October, 2011 Update - Summary of Studies Compiled by The Chronicle of Philanthropy
The following link from The Chronicle of Philanthropy includes a list of over 30 studies and materials on charitable giving and tax policy.  Sumption & Wyland was pleased to be consulted and to have contributed to this list:
May, 2006 Update -- US House Study Reviews Literature, Advocates for Estate Tax Repeal

The Joint Tax Commission of the US House of Representatives issued a 41-page report dated May, 2006 titled “Costs and Consequences of the Federal Estate Tax”. The executive summary says, in part:

“This study examines the arguments for and against the federal estate tax, finding that the benefits of the tax are often overstated, and in any case are far smaller than the documented costs. In light of this finding, there is no compelling reason to keep the tax, and a number of reasons to reduce or abolish it.”

“The benefits of the charitable deduction are often overstated, with recent research indicating the tax has only a modest, if any, impact on gifts to charity.”

August, 2004 Update -- CBO Study Adds Nothing to the Debate

The Congressional Budget Office issued a report in July, 2004, “The Estate Tax and Charitable Giving.” The report was requested by U.S. Sen. Max Baucus (D-MT). This short report summarizes work described below in more detail and really adds nothing to the ongoing debate over estate tax repeal. As Paul Schervish says:

“Our major response at this point is that it still does not separate in the analysis estates that pass to spouses (and in which there is little charitable giving) and final estates in which most of charitable giving shows up. Also, it fails to analyze estates at the top differently from those lower down. Those at the highest end, so goes the talk on the street, are already limiting the amount they give heirs. Hence, increase in wealth derived from estate tax repeal would go to increasing the expected rate of return (because estate taxes take over 50% of gains on profits) on new investments and businesses and to increasing philanthropy.”
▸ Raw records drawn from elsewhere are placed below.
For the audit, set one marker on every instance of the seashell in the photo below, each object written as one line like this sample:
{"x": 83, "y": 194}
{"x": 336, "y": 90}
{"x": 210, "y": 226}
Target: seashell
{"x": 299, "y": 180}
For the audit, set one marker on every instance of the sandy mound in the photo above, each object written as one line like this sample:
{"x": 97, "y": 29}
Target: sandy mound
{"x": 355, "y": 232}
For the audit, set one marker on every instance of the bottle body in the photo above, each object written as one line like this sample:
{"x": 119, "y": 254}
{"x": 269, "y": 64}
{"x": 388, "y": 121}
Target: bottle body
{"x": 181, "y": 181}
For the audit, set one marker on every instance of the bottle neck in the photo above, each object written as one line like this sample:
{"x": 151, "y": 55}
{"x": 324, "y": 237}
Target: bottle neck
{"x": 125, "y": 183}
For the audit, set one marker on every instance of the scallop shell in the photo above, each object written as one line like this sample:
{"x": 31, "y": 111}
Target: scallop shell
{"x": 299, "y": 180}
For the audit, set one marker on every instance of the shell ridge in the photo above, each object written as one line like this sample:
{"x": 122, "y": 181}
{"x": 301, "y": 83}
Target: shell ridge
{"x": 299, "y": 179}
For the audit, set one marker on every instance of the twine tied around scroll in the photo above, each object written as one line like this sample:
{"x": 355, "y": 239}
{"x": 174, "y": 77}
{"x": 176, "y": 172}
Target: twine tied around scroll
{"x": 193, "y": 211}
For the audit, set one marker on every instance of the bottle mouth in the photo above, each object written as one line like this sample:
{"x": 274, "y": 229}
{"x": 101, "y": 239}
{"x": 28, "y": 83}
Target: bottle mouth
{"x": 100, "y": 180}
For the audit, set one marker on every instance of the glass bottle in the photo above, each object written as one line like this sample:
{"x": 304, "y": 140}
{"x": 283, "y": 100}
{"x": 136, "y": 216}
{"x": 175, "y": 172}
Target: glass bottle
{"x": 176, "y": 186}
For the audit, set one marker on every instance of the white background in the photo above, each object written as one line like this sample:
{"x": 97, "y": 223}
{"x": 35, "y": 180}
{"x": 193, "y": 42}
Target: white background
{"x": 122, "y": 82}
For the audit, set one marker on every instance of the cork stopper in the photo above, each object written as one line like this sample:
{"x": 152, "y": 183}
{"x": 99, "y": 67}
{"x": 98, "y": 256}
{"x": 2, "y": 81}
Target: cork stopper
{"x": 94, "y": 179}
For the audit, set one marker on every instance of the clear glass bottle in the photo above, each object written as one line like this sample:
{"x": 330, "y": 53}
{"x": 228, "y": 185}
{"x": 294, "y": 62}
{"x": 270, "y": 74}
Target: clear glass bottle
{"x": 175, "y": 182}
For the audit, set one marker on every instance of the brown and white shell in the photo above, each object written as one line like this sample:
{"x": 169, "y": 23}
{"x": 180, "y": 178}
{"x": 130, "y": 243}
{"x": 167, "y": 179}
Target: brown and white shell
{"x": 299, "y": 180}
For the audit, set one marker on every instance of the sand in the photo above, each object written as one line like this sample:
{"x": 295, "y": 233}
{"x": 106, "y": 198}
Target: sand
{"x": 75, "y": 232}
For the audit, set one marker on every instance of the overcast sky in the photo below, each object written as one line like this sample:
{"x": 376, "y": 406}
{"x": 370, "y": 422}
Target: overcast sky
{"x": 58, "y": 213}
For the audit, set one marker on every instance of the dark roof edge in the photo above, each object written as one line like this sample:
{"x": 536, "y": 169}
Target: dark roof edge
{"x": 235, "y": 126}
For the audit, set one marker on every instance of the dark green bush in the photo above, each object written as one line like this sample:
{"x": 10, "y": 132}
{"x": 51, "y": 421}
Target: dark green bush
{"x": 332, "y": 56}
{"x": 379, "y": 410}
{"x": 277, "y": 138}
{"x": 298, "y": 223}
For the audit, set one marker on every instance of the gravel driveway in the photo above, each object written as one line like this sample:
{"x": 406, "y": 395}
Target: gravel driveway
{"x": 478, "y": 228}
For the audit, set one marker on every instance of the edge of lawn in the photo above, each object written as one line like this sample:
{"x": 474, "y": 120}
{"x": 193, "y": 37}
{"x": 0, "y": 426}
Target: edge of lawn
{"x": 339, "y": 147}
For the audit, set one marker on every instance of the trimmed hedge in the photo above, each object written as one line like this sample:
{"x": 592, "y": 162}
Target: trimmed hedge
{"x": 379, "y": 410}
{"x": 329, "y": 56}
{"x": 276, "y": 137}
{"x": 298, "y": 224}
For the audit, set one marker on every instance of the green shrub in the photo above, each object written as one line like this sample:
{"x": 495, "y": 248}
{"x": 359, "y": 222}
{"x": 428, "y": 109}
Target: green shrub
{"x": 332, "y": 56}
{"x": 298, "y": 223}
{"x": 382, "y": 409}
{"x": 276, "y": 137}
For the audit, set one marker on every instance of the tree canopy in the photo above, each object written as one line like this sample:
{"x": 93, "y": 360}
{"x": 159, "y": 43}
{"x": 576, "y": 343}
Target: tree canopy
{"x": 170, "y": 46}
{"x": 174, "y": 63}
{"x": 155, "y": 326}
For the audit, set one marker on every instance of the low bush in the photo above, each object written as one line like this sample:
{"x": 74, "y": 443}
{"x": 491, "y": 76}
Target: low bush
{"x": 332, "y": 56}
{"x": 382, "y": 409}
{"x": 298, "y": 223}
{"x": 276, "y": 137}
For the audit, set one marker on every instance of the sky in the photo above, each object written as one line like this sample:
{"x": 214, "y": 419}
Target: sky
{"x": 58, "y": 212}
Here's our original article and discussion:

The December 15, 2003 issue of The NonProfit Times featured an “Estate Tax” column by Jeff Jones titled “Permanent Repeal - Charities Would Lose $10 Billion.” The column was based on an OMB Watch report that, in turn, was based on a report by two Brookings Institution researchers, Jon M. Bakija and William G. Gale.

Tempest in a Teapot
The ultimate problem with this faulty conclusion is that this is a tempest in a teapot. Even if all the assumptions were true (and there are several mitigating caveats that can be reasonably posited), the $10 billion decrease in annual gifts and bequests combined represents less than 5% of annual charitable giving, is concentrated in large-scale nonprofit institutions best able to adapt to changing circumstances, and includes both direct operating gifts as well as endowment principal gifts (both to institutions and to private foundations) -- gifts which annual impact is muted by foundations' distribution policies.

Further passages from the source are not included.